Cronaca

L'ex maresciallo Dioguardi: 'I documenti ci sono ancora'

'Bisogna saperli cercare'. Il militare era in servizio quella notte

Ustica: cosa accadde la sera del 27 giugno 1980

Redazione Ansa

Si chiama Giuseppe Dioguardi e quella notte d'estate del 1980, quando un Dc9 precipitò in mare sui cieli di Ustica, aveva appena 19 anni, uno tra i più giovani in servizio nella sala operativa della Prima regione aerea a Milano. Ricorda tutto di quei momenti, le comunicazioni, i messaggi, la tensione e l'allarme. A distanza di 43 anni dalla strage costata la vita a 81 persone, l'ex maresciallo dell'aeronautica torna a parlare, come aveva già fatto nel 2013, dopo essere stato sentito dai magistrati ma, soprattutto, dopo essersi 'liberato' del nullaosta di sicurezza che non gli consentiva, in quanto militare, di poter parlare di quello che era successo quella notte.

"Finalmente anche Amato conferma quanto dissi io stesso dieci anni fa", dice intervistato dall'ANSA aggiungendo che "i documenti dell'epoca ci sono ancora, bisognerebbe solo saperli cercare nel modo corretto". Oggi Dioguardi ha 62 anni e una vita passata in divisa. Una carriera militare lunghissima che più volte si è intrecciata al caso Ustica, sin da quel 27 giugno del 1980, quando ha seguito minuto per minuto quanto stava accadendo sui cieli italiani. "Quella notte in volo c'erano i due Mirage e un Tomcat - ricorda -, i nostri lo avevano segnalato ma è stato dato l'ordine di silenzio assoluto. Un silenzio ripagato in alcuni casi con avanzamenti di carriera fuori dal comune e promozioni mai viste.

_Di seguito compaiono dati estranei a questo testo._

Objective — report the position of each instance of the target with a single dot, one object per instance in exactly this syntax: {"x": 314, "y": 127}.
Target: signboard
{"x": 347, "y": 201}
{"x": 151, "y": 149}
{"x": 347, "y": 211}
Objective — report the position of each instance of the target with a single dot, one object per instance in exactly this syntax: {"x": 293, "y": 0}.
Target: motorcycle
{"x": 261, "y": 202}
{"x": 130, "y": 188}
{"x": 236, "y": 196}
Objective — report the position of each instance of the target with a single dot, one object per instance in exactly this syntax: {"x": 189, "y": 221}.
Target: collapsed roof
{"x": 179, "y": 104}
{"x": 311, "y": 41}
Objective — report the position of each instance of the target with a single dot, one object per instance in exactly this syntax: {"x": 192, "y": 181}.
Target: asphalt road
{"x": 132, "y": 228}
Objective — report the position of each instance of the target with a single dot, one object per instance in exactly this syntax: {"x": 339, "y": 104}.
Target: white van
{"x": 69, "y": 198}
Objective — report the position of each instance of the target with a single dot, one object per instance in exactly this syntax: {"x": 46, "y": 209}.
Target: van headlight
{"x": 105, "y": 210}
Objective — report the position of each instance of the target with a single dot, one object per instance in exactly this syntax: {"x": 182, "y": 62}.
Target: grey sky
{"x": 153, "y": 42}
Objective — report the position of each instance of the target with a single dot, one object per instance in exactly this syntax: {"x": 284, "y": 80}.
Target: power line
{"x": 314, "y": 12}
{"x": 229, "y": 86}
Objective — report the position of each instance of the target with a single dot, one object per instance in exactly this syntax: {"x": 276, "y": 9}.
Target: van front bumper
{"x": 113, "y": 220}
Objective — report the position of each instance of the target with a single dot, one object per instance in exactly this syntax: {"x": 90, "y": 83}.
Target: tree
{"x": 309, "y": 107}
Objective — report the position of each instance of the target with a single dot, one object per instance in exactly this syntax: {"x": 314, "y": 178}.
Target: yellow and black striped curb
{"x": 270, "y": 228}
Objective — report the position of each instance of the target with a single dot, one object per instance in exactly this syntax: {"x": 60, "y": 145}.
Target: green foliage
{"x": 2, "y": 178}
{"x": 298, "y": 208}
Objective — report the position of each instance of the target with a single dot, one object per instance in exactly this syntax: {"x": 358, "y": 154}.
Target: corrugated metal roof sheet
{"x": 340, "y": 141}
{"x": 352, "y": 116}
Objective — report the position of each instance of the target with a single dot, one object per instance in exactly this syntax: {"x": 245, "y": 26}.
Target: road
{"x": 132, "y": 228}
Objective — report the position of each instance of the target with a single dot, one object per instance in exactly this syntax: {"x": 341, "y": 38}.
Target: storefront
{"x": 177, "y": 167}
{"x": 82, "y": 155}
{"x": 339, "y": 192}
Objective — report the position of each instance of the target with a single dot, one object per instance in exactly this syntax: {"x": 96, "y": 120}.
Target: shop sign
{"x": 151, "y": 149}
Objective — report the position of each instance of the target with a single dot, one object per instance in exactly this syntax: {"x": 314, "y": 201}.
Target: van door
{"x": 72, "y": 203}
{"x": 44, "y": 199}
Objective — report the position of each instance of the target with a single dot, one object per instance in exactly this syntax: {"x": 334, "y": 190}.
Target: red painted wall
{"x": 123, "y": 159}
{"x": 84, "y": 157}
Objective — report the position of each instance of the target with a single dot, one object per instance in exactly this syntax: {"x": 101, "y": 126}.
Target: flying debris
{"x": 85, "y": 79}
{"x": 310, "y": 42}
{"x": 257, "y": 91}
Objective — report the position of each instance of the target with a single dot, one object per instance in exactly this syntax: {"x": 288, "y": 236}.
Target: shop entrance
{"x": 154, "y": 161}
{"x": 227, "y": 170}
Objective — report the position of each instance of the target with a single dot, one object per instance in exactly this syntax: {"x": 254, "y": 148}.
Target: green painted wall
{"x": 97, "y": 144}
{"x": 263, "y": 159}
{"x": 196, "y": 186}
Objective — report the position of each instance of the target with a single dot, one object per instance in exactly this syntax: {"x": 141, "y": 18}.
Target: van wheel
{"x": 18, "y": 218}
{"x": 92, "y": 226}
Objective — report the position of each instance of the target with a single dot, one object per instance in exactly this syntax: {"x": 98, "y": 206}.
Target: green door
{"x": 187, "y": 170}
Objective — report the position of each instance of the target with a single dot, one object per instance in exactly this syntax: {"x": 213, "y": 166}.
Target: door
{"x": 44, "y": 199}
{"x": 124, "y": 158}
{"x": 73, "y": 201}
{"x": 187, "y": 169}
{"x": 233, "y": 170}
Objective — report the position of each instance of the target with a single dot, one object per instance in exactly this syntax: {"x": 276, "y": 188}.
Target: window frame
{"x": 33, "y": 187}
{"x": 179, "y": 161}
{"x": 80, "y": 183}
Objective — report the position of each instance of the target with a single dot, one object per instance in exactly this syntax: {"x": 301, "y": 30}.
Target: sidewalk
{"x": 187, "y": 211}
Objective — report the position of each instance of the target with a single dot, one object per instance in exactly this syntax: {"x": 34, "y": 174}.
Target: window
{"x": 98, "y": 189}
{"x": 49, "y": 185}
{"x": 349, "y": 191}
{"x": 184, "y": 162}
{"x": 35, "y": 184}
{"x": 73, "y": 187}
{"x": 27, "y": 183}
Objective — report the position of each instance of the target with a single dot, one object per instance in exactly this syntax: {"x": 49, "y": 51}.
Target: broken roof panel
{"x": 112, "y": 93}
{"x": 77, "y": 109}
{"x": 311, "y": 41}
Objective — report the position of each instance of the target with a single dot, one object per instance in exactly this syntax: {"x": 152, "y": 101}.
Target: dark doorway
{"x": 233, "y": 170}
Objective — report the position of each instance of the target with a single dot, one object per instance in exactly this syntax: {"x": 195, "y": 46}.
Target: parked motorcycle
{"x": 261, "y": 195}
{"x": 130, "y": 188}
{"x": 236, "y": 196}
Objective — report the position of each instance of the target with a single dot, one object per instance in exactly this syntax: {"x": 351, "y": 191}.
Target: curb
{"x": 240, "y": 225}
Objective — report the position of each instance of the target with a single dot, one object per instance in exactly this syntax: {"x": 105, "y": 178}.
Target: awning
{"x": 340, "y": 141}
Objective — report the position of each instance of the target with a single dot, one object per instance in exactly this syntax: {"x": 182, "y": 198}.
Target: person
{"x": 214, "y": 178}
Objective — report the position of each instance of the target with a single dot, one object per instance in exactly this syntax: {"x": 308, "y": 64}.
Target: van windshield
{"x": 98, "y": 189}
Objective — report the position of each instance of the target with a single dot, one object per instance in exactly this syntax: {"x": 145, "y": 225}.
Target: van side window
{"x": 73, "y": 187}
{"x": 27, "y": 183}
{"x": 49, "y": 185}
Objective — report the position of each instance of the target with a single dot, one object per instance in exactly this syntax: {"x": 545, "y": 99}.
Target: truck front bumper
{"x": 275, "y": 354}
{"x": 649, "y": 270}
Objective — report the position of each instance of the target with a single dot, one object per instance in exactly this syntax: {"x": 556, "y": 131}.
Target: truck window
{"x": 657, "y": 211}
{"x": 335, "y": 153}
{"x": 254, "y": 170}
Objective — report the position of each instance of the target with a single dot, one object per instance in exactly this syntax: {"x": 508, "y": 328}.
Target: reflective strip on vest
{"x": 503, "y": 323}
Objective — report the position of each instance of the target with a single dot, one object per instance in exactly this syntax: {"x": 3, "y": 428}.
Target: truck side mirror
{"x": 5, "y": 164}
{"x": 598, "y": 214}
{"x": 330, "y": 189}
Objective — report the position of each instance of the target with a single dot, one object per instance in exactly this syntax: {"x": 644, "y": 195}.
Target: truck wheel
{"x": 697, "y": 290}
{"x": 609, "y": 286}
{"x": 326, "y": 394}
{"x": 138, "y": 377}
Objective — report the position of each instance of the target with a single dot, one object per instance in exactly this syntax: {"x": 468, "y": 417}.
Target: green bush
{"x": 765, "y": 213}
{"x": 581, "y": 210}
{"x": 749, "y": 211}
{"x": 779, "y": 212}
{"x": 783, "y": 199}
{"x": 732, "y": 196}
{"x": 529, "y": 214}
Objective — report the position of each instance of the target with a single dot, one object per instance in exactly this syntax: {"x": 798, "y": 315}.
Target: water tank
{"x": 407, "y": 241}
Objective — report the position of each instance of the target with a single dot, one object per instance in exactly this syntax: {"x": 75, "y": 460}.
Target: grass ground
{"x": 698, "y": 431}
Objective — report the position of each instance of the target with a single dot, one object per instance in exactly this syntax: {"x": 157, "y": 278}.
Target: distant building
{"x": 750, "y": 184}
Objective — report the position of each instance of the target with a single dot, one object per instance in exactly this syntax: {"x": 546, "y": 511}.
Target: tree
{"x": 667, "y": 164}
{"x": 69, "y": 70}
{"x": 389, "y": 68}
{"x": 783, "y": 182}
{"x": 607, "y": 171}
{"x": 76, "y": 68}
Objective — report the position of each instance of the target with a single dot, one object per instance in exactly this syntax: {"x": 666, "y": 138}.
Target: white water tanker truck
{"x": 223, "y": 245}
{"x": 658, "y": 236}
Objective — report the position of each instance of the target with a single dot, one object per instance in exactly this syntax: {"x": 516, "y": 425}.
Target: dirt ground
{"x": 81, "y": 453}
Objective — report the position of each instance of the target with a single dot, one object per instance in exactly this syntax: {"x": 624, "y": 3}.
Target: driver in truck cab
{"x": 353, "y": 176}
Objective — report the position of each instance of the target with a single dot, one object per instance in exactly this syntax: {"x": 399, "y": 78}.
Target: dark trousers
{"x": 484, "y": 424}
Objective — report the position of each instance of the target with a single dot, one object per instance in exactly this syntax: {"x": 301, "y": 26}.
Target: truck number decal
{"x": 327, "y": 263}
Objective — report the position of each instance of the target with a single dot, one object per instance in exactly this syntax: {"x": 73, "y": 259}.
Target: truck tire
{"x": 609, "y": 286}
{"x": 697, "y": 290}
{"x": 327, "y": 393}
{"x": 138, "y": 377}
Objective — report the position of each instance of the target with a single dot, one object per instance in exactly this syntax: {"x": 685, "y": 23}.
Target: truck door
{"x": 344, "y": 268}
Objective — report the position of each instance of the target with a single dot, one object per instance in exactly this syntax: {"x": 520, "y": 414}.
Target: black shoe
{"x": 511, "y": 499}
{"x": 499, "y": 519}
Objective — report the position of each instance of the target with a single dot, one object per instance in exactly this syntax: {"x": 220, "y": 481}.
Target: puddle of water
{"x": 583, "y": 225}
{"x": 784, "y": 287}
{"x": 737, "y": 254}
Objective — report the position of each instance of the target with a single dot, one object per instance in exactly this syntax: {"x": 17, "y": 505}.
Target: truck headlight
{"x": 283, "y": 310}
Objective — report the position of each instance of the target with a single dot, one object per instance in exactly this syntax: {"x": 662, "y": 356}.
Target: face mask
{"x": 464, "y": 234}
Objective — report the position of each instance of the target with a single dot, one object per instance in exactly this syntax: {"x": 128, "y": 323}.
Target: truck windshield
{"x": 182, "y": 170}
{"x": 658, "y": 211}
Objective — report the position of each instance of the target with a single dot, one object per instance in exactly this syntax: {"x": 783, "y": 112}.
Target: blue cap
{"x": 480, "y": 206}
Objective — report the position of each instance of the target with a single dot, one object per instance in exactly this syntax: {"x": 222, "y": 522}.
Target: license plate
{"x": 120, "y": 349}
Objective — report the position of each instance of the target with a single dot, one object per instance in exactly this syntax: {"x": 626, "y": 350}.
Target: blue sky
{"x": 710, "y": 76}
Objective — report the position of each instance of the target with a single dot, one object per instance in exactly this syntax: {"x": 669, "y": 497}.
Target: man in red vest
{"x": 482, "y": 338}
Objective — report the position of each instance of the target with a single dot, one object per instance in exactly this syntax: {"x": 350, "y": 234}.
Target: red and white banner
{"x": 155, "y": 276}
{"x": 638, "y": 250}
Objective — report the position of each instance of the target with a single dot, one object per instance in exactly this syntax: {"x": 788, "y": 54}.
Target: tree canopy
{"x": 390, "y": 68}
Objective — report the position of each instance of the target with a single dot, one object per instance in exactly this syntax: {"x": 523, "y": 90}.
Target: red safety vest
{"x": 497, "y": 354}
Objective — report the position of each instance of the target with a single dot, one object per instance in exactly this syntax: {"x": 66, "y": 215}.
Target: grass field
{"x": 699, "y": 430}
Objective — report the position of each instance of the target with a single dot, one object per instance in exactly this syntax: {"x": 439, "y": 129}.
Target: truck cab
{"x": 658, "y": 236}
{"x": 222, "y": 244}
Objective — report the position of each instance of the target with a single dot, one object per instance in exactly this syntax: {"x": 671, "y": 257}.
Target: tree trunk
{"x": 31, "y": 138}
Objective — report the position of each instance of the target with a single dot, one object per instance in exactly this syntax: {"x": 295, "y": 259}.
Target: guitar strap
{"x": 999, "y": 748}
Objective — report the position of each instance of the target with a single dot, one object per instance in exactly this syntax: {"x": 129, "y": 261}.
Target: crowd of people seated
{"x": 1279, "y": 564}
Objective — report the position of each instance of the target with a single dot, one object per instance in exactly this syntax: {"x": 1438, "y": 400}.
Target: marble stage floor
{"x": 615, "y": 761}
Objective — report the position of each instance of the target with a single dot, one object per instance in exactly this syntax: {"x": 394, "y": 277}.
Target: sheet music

Quando sento che Tricarico dice di sentirsi sotto attacco, vorrei ricordare che all'epoca era al terzo reparto dello Stato maggiore, quello cioè che viene informato di qualsiasi velivolo o transito. non poteva non sapere". Negli anni successivi ha lavorato nelle segreterie di numerosi ministri della Difesa, compreso Giovanni Spadolini, al quale consegnò personalmente il rapporto del Sismi sull'incidente. "Lo aveva chiesto lui che fossi io a portarglielo, si fidava ciecamente di me - racconta -. Ricordo ancora la sua espressione, sbatté i pugni sul tavolo, era infuriato. Io stesso lessi quel documento, di sette-otto pagine. Era l'aggiustamento della verità da parte degli ufficiali ordinata da qualcuno molto in alto". L'ex maresciallo, oggi in pensione nella sua Bari, ripercorre la notte della strage, fin dalla prima segnalazione sulla presenza di voli cosiddetti speciali sui cieli d'Italia, "sulla rotta che portava dalla ex Jugoslavia alla Libia".

"Si alzarono in volo i caccia intercettori da Grosseto, su input del centro Radar di difesa aerea di Poggio Ballone, che lanciarono l'allarme - ricorda -, poi ricevettero l'ordine di rientrare". A bordo dei due F-104 c'erano Mario Naldini e Ivo Nutarelli, i due piloti delle Frecce Tricolore morti nel 1988 in un incidente durante una manifestazione a Ramstein, in Germania. Una delle tanti "morti sospette", come sottolinea Dioguardi, che il caso Ustica si porta dietro. "Quando venne fornito all'epoca l'elenco su chi avesse informazioni sulla strage di Ustica - sottolinea -, l'unico ancora in vita ero io. Gli altri erano tutti morti o per cause naturali o per strani incidenti". Sta di fatto che oggi le parole di Giuliano Amato hanno riaperto di nuovo il caso e da più parti si è alzato il coro per cercare i documenti che accertino quanto sostenuto dall'ex premier. "Ci sono tantissimi documenti classificati - spiega Dioguardi -, come quelli che certificano la presenza di un aereo libico e uno francese quella notte". Entrambi i velivoli, infatti, si sarebbero fermati a far rifornimento di carburante in due aeroporti italiani, come certificherebbero alcuni verbali. "Ma esistono anche i messaggi classificati, come i tantissimi telegrammi inviati e arrivati quella notte, la cui copia non può essere distrutta - conclude Dioguardi -. E quel giorno tutti sapevano cosa era successo, ma è stato ordinato loro il silenzio". Un silenzio che creò quel "muro di gomma" sul quale oggi potrebbe essersi formata, finalmente, una crepa.